Details
- Date: 8 October 2003; 22 years ago
- Location: Situbondo–Probolinggo Road, Situbondo
- Country: Indonesia
- Incident type: Road accident
- Cause: Loss of brakes leading to collision

Statistics
- Vehicles: 3
- Passengers: 54
- Crew: 2
- Deaths: 54
- Injured: 2

= 2003 East Java bus crash =

Road accident in Indonesia

On 8 October 2003, a tour bus carrying mostly school children collided with two trucks near Situbondo, East Java, killing 54 people. The crash was also called Paiton bus crash or Paiton tragedy due to its location near Paiton thermal power station.

The bus was returning students to Yapemda Vocational High School in Sleman Regency, Special Region of Yogyakarta after a week-long trip to the Indonesian island of Bali. It was driving at night on a busy two-lane highway when it was hit head-on by a truck on the wrong side of the road. A delivery truck then collided with the bus from behind and the wreckage burst into flames. Passengers could not open the exit doors which had been jammed shut in the collision.

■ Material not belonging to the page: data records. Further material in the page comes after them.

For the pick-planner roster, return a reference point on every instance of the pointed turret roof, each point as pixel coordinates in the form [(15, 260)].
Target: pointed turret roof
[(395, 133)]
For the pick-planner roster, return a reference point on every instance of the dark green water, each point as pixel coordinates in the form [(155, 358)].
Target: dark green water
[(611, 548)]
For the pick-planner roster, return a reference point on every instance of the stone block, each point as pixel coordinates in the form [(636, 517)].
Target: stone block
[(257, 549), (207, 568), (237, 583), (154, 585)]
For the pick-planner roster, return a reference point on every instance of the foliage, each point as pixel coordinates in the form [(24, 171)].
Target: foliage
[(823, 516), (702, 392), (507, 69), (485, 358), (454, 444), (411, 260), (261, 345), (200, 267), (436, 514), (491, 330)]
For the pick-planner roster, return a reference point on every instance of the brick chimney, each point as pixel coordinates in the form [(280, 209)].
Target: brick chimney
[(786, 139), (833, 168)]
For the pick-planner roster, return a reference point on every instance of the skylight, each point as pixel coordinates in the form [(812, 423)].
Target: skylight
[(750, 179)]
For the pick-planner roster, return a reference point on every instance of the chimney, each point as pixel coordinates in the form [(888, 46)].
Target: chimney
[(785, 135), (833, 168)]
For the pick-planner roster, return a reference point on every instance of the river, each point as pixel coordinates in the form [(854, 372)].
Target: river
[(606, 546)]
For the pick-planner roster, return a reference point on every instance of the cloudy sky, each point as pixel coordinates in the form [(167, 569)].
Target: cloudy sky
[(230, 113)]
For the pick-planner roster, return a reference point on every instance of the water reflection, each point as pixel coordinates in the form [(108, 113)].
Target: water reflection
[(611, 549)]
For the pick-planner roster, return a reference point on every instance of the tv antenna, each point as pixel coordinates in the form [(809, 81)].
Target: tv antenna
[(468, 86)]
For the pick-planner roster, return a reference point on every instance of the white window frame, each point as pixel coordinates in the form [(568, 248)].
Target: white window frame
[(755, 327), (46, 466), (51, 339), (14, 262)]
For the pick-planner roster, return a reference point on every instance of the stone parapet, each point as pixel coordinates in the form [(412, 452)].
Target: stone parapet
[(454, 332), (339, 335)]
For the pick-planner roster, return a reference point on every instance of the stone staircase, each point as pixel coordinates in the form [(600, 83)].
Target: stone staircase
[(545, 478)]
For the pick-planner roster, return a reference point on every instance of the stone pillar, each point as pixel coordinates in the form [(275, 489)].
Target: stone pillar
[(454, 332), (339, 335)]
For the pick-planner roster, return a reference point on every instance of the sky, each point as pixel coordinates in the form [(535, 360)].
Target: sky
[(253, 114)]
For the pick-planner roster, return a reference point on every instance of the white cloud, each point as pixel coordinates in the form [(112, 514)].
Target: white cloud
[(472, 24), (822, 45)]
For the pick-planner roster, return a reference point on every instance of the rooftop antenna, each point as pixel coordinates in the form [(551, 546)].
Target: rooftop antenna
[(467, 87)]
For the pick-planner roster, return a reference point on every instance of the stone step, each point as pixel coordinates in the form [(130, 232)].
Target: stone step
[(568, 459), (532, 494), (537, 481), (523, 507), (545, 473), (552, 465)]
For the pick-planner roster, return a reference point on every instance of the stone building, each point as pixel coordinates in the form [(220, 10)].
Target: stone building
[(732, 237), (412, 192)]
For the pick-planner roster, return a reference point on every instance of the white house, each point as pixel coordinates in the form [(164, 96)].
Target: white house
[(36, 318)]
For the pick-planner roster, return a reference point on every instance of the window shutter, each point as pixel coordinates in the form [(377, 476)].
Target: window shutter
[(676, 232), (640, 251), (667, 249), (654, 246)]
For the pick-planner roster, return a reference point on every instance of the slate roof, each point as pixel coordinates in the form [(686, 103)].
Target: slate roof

Forty-nine schoolgirls, two schoolboys, two teachers, and a tour guide died. The bus driver and his assistant were badly injured. Police officials said it was the deadliest transport accident of that year.

The truck driver and his assistant fled the scene. The assistant was apprehended the same night and the driver a few days later. The driver admitted that the unlicensed assistant had been behind the wheel and that their vehicle had been speeding, he said the brakes had failed and that they were occupying both lanes as they descended the hill.